Medium weight tartan is
approximately 13 oz, and is a very common weight for men’s
kilts. Many advise men to wear something other than heavy
weight if they live in warmer climes, but I personally don’t
notice much difference at all between heavy and medium weight
kilts. You may find your tartan available at a lower price in a
medium weight, which is a good reason for choosing it. All
things being equal, I’d always prefer the heavier weight if it
is within your budget. But medium weight cloth makes a fine
kilt, as well.
Light weight tartan is considered to
be 10 or 11 oz per yard. (All of these weights are approximate
– your “heavy weight” cloth may be 15 oz per yard, not 16 oz,
and so forth). Light weight tartan is used for some men’s
kilts, though it is not my fabric of choice. While is does a
sufficient job in an eight yard kilt, I would strongly advise
against this weight in any kilt with less yardage. It is also
often used for lady’s skirts, and is ideally suited for this
purpose as the lighter weight tends to give it a more feminine
drape (which is why men should avoid it in low-yardage kilts).
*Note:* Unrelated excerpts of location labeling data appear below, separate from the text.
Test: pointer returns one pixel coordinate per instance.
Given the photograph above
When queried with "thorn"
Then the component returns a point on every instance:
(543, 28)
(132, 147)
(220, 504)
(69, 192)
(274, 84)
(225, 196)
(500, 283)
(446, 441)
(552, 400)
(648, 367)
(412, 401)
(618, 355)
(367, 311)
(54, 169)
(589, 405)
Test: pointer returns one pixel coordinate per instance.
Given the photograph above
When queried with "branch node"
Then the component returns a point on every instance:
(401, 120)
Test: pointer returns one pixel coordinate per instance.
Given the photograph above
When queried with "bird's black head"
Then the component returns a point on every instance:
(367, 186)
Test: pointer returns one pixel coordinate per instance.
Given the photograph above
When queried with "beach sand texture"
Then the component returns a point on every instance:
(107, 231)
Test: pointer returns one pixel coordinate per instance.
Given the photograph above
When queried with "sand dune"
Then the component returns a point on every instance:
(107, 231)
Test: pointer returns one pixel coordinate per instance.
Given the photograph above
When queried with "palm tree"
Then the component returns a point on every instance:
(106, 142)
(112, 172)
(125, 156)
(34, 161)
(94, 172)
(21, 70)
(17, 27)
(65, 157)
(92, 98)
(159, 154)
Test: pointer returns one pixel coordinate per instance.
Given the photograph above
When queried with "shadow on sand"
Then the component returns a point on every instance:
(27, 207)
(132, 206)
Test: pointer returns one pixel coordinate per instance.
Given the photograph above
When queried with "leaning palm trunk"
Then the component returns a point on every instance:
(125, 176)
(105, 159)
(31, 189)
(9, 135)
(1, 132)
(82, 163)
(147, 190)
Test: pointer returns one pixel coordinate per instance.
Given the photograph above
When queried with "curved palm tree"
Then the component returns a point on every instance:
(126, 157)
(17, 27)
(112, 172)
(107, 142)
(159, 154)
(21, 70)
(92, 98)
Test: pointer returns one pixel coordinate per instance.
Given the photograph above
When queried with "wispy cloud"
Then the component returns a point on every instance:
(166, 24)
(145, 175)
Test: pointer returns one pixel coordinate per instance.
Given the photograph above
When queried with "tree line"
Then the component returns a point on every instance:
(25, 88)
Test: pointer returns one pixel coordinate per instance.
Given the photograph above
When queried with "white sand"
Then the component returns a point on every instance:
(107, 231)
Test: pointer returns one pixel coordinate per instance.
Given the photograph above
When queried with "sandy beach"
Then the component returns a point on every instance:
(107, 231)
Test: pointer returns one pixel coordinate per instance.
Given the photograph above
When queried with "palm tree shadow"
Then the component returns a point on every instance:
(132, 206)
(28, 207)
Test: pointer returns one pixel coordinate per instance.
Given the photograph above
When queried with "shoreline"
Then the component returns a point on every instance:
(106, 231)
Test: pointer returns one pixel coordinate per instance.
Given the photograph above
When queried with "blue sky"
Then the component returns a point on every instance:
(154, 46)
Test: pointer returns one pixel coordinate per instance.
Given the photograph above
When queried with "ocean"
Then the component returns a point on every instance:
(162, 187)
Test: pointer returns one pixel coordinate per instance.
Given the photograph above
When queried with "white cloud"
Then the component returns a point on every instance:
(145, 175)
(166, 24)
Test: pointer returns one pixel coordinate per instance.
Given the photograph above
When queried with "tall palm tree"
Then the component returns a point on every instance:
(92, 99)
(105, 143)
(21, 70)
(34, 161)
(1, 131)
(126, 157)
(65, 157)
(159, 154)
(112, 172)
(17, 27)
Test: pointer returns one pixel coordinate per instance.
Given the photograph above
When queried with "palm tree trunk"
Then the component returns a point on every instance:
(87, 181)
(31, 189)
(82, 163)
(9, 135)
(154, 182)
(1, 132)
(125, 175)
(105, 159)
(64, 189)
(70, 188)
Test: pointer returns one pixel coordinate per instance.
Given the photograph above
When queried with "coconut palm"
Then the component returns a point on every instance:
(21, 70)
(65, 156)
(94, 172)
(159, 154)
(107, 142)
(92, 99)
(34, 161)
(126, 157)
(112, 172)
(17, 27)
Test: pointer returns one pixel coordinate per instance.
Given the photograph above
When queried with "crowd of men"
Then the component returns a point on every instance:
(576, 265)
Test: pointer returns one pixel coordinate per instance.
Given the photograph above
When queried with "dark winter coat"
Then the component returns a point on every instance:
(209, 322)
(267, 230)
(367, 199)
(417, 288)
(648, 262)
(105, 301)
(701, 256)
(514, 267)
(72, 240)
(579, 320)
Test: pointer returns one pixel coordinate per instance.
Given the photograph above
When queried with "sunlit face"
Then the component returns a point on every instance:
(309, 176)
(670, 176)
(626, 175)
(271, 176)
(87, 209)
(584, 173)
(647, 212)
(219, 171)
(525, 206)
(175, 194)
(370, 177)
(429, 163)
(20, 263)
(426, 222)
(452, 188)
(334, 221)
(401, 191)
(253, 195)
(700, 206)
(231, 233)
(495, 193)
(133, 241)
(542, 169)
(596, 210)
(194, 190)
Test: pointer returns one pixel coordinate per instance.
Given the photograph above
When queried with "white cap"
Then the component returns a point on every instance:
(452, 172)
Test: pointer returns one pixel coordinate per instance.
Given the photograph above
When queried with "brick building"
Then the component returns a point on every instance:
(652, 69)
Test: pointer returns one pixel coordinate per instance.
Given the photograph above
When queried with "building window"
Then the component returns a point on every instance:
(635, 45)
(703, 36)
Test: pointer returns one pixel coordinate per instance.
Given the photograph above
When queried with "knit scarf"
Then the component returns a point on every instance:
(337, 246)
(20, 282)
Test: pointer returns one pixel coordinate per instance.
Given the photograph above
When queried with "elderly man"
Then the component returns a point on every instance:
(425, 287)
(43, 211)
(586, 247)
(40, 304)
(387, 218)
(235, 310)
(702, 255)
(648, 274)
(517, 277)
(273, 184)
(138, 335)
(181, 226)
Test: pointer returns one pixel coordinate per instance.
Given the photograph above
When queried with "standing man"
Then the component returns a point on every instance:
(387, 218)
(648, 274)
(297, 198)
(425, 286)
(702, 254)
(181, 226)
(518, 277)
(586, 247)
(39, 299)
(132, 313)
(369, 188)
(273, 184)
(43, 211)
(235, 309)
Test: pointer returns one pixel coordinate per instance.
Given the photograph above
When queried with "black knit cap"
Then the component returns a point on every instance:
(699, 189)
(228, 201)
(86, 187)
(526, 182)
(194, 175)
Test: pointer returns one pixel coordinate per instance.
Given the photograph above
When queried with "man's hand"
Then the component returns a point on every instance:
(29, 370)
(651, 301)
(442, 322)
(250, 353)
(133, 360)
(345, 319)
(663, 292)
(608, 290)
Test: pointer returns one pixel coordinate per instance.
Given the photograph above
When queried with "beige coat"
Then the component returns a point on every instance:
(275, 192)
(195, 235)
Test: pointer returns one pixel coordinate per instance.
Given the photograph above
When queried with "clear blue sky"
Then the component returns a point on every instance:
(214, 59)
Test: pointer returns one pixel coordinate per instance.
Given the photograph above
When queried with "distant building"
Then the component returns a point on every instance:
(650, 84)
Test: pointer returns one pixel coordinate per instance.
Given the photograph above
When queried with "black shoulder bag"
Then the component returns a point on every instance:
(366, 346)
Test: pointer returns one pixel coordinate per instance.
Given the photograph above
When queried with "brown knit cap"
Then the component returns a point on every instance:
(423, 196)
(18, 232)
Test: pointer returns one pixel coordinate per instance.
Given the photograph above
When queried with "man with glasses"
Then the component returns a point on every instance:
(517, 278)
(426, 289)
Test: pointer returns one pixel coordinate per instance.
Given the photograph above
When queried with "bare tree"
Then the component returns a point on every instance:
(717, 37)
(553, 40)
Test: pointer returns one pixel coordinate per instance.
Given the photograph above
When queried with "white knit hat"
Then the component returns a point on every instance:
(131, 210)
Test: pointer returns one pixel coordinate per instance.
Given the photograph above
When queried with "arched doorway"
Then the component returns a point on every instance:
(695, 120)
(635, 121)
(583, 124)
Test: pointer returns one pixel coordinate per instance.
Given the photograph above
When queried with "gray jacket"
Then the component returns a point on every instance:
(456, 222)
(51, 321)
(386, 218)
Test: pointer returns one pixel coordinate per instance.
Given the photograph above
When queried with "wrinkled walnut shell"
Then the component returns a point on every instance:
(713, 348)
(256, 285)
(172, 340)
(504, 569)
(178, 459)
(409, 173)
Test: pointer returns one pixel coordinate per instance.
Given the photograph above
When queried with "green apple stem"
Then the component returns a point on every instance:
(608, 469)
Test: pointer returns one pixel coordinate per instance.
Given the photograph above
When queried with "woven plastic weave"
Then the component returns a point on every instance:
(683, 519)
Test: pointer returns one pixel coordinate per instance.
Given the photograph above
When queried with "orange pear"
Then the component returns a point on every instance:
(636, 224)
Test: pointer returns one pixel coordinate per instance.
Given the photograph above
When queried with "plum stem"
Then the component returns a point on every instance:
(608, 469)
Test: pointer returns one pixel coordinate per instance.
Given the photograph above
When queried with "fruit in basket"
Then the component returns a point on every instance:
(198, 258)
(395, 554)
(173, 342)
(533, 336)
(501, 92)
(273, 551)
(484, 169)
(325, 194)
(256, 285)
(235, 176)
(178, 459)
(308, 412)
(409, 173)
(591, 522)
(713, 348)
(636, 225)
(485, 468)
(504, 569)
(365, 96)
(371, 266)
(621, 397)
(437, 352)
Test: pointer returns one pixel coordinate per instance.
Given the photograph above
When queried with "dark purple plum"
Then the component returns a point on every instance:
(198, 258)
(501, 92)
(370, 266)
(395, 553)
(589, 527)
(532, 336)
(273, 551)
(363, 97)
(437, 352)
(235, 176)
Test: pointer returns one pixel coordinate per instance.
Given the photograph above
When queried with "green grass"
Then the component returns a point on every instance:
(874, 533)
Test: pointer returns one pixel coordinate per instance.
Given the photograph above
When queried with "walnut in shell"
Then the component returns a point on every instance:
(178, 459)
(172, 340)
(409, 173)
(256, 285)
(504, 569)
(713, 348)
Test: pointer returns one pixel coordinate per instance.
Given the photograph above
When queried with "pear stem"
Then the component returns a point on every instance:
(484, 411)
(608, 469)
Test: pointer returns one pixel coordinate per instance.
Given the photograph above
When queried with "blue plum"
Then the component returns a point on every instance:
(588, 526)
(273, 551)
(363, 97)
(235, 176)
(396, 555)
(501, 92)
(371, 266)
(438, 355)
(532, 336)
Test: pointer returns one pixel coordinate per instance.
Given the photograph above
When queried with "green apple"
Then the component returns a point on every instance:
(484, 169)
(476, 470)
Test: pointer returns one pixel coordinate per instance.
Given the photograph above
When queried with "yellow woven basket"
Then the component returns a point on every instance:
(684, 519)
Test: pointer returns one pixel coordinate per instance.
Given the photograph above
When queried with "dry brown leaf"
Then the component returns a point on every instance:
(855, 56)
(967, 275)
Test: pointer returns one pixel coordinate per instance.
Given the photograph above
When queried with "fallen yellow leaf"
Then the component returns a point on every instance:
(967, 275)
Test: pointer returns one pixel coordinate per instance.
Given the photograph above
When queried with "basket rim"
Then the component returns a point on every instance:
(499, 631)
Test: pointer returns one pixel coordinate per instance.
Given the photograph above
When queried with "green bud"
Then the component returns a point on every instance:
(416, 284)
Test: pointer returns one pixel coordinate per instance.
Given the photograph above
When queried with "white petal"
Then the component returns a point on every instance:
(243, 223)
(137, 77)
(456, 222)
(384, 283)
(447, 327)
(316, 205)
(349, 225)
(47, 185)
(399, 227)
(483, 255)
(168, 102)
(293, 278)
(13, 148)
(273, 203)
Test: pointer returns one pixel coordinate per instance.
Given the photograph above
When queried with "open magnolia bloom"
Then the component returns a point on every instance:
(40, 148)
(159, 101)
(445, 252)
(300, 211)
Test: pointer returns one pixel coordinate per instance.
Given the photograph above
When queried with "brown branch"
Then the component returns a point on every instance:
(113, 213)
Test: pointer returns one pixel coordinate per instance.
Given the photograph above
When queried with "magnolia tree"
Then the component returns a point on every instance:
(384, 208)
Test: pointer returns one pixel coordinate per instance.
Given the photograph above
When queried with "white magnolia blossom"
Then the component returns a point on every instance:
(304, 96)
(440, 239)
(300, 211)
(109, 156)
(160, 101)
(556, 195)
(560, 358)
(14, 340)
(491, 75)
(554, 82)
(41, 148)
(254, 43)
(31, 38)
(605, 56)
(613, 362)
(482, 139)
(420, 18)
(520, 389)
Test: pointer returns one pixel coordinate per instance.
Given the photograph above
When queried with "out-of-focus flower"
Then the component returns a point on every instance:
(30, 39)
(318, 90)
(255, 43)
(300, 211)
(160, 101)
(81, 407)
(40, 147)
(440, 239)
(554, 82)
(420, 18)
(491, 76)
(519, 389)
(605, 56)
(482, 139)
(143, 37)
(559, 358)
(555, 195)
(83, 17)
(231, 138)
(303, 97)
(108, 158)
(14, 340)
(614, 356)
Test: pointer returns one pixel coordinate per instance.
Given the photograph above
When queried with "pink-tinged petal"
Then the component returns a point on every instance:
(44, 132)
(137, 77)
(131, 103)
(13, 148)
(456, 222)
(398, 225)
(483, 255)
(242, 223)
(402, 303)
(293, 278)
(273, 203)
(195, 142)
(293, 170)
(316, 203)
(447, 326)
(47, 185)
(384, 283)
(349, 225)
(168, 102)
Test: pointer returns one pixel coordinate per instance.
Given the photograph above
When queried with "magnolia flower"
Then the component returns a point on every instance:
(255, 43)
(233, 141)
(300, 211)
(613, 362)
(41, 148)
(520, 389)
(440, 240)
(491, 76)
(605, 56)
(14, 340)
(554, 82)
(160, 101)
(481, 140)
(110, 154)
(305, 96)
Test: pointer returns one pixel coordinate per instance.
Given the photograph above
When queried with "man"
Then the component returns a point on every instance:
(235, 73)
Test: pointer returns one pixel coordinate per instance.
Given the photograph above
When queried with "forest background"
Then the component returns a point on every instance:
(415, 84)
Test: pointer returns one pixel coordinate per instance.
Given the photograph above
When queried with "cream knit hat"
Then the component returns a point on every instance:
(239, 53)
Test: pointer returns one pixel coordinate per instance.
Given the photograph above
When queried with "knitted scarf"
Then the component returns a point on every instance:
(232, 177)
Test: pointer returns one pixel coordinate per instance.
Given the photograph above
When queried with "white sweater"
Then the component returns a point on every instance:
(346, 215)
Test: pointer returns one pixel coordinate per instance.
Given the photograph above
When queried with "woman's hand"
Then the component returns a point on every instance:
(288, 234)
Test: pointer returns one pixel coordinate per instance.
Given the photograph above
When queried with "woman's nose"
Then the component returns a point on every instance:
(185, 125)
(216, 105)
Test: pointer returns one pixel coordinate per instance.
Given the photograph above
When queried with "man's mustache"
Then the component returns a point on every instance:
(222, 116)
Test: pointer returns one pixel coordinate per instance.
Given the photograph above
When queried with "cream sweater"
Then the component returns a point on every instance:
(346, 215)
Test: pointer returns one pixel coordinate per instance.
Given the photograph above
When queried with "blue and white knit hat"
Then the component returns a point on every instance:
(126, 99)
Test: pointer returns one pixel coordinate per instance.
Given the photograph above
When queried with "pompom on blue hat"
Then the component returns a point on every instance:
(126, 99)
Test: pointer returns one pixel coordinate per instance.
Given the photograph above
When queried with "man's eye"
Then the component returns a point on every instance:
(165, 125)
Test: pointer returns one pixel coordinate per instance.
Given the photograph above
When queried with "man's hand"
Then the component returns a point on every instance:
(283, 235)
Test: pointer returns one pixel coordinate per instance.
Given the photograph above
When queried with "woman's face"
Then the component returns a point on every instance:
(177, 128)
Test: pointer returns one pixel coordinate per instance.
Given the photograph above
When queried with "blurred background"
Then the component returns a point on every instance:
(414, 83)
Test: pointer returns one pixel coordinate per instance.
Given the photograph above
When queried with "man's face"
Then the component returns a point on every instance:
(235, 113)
It is also used for scarves, sashes, ties, and other
accessories.
Even lighter still is spring weight,
which is 8 or 9 oz per yard, and tends to be plain weave, rather
than twill. This is used primarily for accessories such as
ties, scarves, sashes and the like. It is not well suited for
garments, and definitely not for a man’s kilt!
So there you have it! You should
now be prepared to enter any kilt shop and tell the proprietor
just what type of cloth you want for your kilt. The question of
what tartan to wear…? Well, that’s another matter!